Almost every family has at least one horror story of a fight that begins at a holiday dinner and ends with someone storming from the table in angry tears. It takes courage to walk away from our loved ones in a declaration of personal principle. In contemporary American politics, it has become almost a shibboleth of leadership to not merely reject but also condemn and break with those holding objectionable views.

One reason Obama sought out Warren to speak is that he renounced his own long-time pastor during the campaign, after most Republicans and many Democrats found that man’s views contained too much anti-white racism to suffer toleration.

Yes, it takes courage to walk away from the table. Even so, sometimes, it takes still greater courage to walk back and sit down at it again with the person(s) toward whom we feel hostile, especially when we know they return that hostility, if only for the sake of others we love and respect in common.

Tolerance that will not endure dissent is no tolerance. Tolerance does not mean agreeing with opposing viewpoints but accepting the right of others to hold them and still be able to sit at the table.

As Warren himself has said of this matter, “Hopefully, individuals passionately expressing opinions from the left and the right will recognize that both of us have shown a commitment to model civility in America.”
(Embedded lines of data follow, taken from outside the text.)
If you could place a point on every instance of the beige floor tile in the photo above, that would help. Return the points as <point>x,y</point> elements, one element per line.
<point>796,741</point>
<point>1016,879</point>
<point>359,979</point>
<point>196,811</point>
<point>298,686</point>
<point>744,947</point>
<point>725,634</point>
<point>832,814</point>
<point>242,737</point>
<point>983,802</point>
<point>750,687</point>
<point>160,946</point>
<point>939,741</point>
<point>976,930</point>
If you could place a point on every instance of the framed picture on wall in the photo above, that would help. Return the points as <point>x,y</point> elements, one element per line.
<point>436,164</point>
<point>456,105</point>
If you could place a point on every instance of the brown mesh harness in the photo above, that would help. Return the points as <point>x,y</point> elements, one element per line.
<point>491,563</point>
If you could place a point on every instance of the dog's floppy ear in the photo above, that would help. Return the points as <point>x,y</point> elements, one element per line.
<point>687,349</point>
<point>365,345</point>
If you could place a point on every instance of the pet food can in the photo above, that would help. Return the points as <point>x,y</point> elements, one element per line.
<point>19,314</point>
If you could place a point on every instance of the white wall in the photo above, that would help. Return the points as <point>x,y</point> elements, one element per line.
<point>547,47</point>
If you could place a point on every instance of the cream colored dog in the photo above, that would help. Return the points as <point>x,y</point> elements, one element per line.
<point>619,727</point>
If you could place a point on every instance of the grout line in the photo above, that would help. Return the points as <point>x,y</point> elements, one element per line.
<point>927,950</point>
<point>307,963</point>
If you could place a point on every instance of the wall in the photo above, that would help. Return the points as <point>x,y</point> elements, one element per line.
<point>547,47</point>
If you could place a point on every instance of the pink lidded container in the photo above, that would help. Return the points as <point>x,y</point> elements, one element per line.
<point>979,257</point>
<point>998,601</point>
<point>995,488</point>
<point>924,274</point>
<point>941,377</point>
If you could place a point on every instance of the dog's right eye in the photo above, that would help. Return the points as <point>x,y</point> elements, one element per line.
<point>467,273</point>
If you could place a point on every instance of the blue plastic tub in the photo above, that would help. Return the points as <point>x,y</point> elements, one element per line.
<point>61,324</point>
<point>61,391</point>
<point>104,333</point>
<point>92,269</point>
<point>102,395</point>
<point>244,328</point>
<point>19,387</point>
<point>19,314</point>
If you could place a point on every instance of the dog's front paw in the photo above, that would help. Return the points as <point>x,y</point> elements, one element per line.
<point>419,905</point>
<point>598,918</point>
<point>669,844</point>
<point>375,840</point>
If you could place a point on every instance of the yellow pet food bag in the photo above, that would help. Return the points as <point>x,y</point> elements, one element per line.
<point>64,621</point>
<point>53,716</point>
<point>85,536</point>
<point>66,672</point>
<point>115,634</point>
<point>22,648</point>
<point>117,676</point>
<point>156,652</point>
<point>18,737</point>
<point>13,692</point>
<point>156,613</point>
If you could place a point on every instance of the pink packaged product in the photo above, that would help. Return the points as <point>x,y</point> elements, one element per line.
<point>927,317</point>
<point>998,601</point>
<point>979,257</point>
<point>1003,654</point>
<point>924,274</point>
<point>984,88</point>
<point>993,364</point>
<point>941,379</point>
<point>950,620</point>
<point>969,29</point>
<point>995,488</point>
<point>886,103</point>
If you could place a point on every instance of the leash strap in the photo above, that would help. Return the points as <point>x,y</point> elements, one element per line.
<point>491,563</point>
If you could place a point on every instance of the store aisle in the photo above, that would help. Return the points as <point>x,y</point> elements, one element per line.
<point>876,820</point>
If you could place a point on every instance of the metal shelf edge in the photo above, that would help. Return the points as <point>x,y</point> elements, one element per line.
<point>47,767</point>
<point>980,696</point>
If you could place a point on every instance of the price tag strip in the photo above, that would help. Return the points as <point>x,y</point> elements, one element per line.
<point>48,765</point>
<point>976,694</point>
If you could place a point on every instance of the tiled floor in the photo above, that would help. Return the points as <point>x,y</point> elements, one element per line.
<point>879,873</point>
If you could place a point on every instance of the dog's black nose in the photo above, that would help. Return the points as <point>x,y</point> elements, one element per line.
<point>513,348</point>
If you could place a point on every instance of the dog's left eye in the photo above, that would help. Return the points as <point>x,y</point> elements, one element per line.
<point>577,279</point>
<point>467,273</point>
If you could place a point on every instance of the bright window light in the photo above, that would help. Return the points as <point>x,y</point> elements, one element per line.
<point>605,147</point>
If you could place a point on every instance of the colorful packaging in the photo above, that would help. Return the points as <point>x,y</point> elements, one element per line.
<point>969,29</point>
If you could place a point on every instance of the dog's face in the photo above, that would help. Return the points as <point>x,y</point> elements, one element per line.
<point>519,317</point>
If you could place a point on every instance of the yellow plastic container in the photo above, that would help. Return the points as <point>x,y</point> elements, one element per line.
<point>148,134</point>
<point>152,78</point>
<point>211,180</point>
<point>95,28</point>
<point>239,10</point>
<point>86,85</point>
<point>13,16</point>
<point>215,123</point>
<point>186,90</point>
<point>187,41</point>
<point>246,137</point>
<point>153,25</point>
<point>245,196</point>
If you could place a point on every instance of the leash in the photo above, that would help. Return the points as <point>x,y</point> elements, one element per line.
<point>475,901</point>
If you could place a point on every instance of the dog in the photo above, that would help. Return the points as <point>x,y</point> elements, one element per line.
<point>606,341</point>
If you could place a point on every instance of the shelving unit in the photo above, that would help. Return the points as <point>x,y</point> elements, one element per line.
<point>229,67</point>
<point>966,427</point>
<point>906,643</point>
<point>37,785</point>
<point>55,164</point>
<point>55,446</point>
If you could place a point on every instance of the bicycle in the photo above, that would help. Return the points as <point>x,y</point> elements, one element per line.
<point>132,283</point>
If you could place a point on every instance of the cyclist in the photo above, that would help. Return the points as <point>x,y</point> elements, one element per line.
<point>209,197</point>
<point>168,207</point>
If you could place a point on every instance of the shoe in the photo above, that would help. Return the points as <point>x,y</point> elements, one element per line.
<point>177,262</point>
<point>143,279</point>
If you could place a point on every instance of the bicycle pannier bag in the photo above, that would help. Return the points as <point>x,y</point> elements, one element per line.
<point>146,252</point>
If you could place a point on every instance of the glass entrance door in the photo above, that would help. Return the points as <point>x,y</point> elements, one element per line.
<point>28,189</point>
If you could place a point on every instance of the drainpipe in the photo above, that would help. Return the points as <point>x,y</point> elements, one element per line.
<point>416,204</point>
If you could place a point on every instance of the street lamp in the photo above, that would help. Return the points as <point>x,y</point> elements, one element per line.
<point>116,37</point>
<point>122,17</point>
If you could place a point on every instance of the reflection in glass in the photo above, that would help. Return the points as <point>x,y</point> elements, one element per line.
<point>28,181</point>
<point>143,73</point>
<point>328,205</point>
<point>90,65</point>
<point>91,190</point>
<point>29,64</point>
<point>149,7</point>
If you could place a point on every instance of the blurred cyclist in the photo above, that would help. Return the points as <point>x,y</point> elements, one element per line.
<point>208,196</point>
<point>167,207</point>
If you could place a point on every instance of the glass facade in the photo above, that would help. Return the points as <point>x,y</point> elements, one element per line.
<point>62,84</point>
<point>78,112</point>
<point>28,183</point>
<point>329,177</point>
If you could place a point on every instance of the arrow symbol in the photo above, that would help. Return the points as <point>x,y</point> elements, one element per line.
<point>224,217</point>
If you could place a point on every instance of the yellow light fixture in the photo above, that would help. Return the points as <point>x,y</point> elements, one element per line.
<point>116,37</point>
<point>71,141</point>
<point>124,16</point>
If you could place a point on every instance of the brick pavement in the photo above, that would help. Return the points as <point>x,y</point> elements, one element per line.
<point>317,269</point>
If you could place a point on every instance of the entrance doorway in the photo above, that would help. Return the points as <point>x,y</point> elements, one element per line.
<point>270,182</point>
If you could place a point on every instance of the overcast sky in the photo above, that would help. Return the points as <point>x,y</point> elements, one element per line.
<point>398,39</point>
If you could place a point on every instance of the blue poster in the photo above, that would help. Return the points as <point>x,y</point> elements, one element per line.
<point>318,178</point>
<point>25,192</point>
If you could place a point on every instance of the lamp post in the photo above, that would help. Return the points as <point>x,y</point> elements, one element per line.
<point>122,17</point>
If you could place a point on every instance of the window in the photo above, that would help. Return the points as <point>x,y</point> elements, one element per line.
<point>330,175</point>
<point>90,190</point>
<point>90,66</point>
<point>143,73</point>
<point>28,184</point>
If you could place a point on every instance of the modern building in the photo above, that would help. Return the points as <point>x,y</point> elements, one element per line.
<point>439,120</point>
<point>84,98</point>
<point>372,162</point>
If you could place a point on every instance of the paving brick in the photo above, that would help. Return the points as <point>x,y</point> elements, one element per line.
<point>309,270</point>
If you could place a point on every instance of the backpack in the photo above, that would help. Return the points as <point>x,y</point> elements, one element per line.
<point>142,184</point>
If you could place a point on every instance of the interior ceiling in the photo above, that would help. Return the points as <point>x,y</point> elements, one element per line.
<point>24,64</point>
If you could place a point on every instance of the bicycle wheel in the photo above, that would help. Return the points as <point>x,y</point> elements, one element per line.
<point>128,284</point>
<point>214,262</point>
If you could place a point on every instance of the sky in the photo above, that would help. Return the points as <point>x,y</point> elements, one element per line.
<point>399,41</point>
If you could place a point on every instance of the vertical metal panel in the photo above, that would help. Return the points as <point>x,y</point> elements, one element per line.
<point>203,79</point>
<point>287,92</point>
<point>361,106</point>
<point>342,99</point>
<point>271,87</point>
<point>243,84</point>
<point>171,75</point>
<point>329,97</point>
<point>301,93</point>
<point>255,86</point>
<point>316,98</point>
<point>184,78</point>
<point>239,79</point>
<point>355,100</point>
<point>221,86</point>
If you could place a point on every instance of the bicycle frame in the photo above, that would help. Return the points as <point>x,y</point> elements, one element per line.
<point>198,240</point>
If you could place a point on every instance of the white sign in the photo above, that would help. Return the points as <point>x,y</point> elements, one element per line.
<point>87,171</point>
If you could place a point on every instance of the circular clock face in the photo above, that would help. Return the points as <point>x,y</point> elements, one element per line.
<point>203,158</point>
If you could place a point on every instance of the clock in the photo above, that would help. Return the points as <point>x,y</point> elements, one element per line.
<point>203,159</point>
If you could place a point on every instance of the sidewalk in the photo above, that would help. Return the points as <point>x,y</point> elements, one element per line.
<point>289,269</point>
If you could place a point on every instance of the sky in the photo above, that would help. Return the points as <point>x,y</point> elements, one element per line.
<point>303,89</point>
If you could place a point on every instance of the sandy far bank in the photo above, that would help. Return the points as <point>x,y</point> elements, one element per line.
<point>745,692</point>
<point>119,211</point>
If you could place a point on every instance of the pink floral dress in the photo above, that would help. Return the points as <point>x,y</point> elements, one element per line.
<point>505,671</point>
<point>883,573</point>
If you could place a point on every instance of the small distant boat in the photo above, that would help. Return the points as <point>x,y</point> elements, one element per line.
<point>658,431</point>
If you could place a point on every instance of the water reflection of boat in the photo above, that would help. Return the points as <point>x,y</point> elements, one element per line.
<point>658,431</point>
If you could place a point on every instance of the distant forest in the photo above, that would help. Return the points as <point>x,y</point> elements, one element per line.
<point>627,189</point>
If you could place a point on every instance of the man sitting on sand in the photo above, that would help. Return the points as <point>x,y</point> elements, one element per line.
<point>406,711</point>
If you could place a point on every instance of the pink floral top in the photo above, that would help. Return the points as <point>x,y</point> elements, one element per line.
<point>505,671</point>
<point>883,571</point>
Should they come to the table of the Inauguration, gays and their supporters have every right to tell Warren they believe he is wrong-headed in his beliefs and that they find his pronouncements against them hurtful. But they are wrong to insist there is no longer room at the table for them. Instead, they have chosen to walk away from the table in a moment of understandable hurt pride.

They need to find the courage to walk back and sit down again, lest they look far too much like those conservatives who refuse to respect their right to stand in the same line with them for marriage licenses.